Part I: A letter from America.
“A cynic knows the price of everything but the value of nothing.”
Oscar Wilde, Lady Windermere’s Fan
As a left-leaning economist with a bachelor’s degree in economics from a liberal arts college (or what might be considered the UK equivalent) I have always had a morbid fascination for the market-based economy of the United States. While I loathe, in the philosophical sense, the emphasis on the individual in the US, the inequality, the apparent lack of federal support for higher education and health care, I have always enjoyed travelling to the states, meeting the people, enjoying the hustle and bustle. And I have always been fascinated by the fact that despite the apparent inequalities in the US health system, many of my US friends and colleagues are convinced that the US has the greatest health care in the world, and they seem profoundly suspicious of ‘European-type’ systems of social medicine.

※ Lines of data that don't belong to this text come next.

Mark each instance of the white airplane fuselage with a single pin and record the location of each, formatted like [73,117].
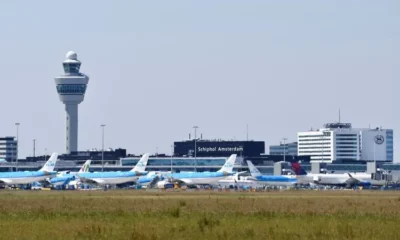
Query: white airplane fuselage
[337,179]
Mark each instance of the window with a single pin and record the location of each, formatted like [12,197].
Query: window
[65,89]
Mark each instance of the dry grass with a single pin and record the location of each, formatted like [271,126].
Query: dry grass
[185,215]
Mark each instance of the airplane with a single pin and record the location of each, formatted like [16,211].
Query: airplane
[11,178]
[69,178]
[235,180]
[201,178]
[104,178]
[151,178]
[270,180]
[337,179]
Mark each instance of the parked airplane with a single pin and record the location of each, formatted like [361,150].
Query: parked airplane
[338,179]
[238,181]
[271,180]
[199,178]
[11,178]
[104,178]
[69,178]
[151,178]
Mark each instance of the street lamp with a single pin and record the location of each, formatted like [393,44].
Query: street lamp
[195,147]
[284,149]
[16,154]
[172,154]
[102,146]
[34,147]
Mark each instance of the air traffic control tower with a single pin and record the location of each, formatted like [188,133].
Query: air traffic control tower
[71,88]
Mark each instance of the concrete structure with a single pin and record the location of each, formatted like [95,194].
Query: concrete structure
[341,142]
[71,88]
[288,148]
[8,149]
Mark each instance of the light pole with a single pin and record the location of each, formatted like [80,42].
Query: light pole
[284,149]
[172,154]
[102,146]
[195,147]
[322,147]
[16,154]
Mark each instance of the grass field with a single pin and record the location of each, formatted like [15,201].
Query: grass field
[199,215]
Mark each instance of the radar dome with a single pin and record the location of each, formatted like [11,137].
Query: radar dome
[72,55]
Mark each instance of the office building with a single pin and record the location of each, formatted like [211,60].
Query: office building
[218,148]
[341,142]
[287,148]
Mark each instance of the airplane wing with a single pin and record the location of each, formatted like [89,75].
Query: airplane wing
[89,180]
[6,181]
[351,181]
[182,181]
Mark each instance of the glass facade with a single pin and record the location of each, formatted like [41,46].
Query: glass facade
[71,68]
[178,162]
[389,145]
[71,89]
[288,148]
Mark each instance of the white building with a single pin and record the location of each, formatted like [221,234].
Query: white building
[341,142]
[8,149]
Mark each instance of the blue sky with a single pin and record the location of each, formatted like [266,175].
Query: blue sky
[159,67]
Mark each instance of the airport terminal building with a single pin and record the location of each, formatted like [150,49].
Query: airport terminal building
[340,142]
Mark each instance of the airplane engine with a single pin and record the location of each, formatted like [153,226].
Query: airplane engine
[316,179]
[161,184]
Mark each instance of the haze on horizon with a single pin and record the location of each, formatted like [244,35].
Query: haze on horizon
[158,68]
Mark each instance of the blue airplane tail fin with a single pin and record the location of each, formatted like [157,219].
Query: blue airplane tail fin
[297,169]
[50,164]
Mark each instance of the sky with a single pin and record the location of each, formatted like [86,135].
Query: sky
[158,68]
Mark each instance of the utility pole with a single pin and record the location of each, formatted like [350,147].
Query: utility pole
[34,147]
[195,147]
[172,154]
[16,154]
[102,146]
[284,149]
[247,132]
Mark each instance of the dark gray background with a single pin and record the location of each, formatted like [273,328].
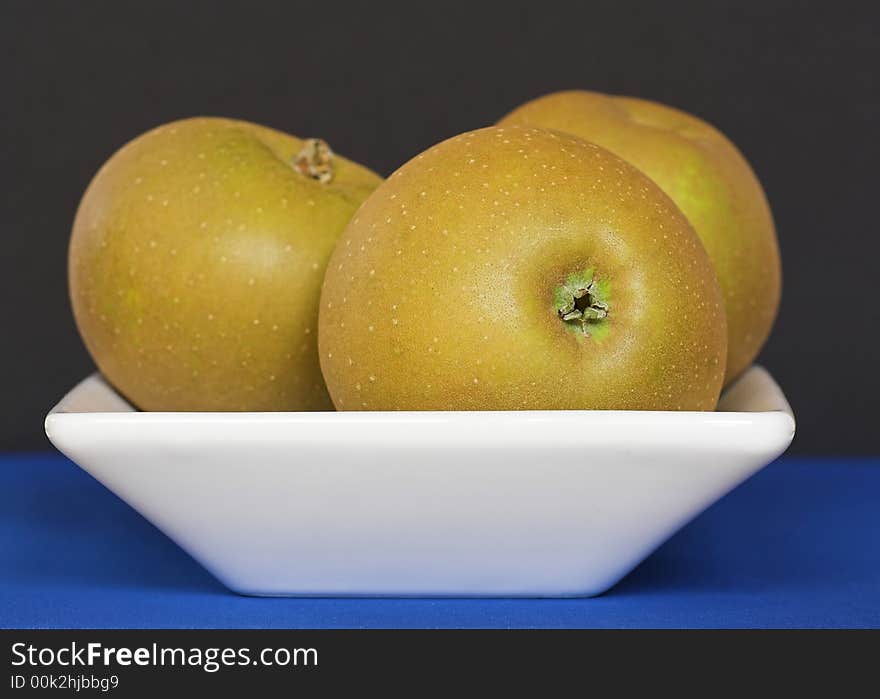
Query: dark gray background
[791,83]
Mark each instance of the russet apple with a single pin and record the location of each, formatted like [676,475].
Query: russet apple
[519,268]
[196,261]
[709,180]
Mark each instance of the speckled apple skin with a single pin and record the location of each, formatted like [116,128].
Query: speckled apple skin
[710,181]
[440,293]
[195,267]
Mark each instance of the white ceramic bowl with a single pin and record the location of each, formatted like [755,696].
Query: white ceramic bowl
[434,503]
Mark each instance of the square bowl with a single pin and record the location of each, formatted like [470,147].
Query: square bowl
[525,503]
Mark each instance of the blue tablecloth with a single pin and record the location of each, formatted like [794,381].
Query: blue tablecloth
[798,545]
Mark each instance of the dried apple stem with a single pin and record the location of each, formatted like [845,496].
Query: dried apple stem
[315,160]
[582,301]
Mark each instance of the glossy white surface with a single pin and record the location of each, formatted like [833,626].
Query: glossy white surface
[434,503]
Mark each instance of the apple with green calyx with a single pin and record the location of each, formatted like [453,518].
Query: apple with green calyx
[518,268]
[709,180]
[196,261]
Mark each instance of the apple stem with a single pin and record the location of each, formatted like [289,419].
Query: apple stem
[582,301]
[315,160]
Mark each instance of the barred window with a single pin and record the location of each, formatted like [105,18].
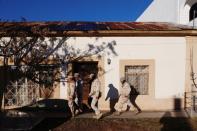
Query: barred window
[138,77]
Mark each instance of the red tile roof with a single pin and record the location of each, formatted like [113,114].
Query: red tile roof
[6,28]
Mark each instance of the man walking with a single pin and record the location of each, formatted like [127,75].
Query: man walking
[79,92]
[95,94]
[71,94]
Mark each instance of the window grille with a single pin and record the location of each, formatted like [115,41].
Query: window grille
[138,77]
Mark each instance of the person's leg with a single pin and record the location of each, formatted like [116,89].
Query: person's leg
[71,106]
[94,107]
[128,105]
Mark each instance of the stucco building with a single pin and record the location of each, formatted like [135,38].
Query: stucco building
[155,58]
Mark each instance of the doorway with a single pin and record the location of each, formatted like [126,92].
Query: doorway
[85,69]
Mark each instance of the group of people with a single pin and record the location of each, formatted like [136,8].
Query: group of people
[75,92]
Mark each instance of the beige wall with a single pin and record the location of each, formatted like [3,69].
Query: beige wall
[191,60]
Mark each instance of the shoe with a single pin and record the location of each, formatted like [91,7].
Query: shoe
[99,116]
[76,112]
[73,115]
[138,112]
[117,113]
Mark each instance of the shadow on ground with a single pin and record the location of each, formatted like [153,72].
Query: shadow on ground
[42,115]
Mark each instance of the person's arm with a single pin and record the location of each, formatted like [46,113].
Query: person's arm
[98,85]
[91,89]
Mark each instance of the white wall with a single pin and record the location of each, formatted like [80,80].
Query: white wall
[169,54]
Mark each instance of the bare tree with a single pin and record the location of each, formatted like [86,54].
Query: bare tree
[27,52]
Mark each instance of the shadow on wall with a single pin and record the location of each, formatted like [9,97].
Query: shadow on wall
[133,95]
[175,121]
[177,104]
[112,95]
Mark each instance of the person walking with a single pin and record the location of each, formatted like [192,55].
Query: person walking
[124,95]
[95,93]
[71,94]
[79,92]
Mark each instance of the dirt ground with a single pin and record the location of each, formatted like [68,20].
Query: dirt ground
[155,124]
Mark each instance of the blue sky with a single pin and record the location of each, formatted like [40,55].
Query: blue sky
[72,10]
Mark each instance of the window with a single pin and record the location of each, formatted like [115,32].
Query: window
[138,77]
[193,12]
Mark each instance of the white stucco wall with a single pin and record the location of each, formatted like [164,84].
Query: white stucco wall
[169,54]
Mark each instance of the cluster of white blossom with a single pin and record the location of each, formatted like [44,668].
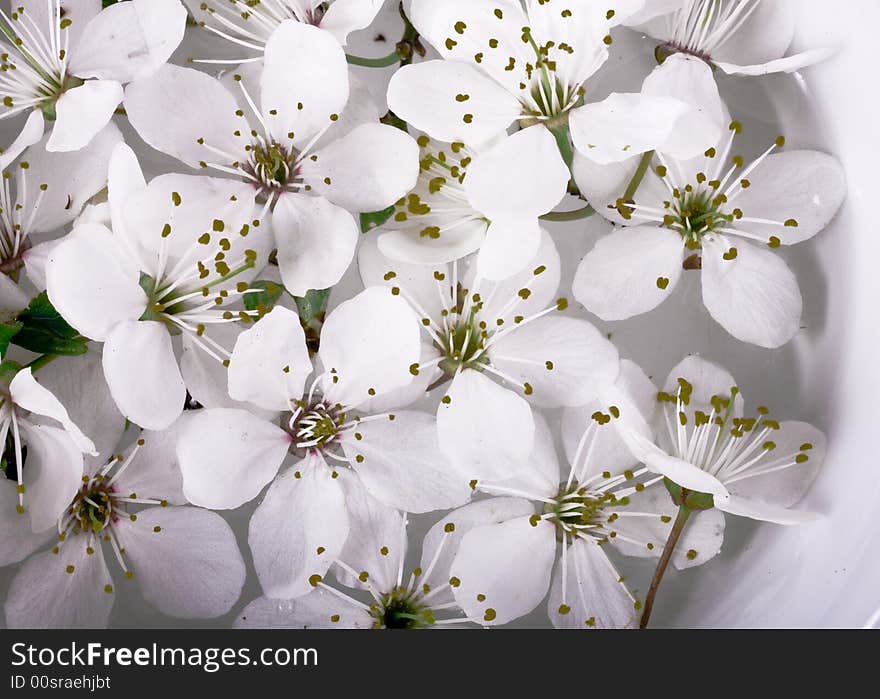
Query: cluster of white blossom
[168,354]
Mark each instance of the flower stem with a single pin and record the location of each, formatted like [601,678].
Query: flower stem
[563,216]
[391,59]
[639,175]
[674,535]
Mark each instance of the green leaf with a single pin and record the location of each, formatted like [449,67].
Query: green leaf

So after 10 years running a small Health Economics and Health Technology Assessment research group at University of Glasgow, when the opportunity for a sabbatical presented itself, spending a year in the US to learn more about your health system, seemed an obvious choice. The widespread rejection – at least at the system level – of metrics such as the cost-per-Quality-Adjusted-Life-Year (QALY) that have gained widespread acceptance in the UK – deserved further inspection. This is a metric that generates such profound fear among some sectors of US society that it was felt necessary to outlaw its use under the Affordable Care Act – at least for services provided by CMS http://bit.ly/29VbLUk. Indeed, such is the fear of socialized medicine that the US Preventative Services Task Force is itself prevented from explicit discussion of cost when making recommendations about national screening strategies http://bit.ly/2aftHrJ .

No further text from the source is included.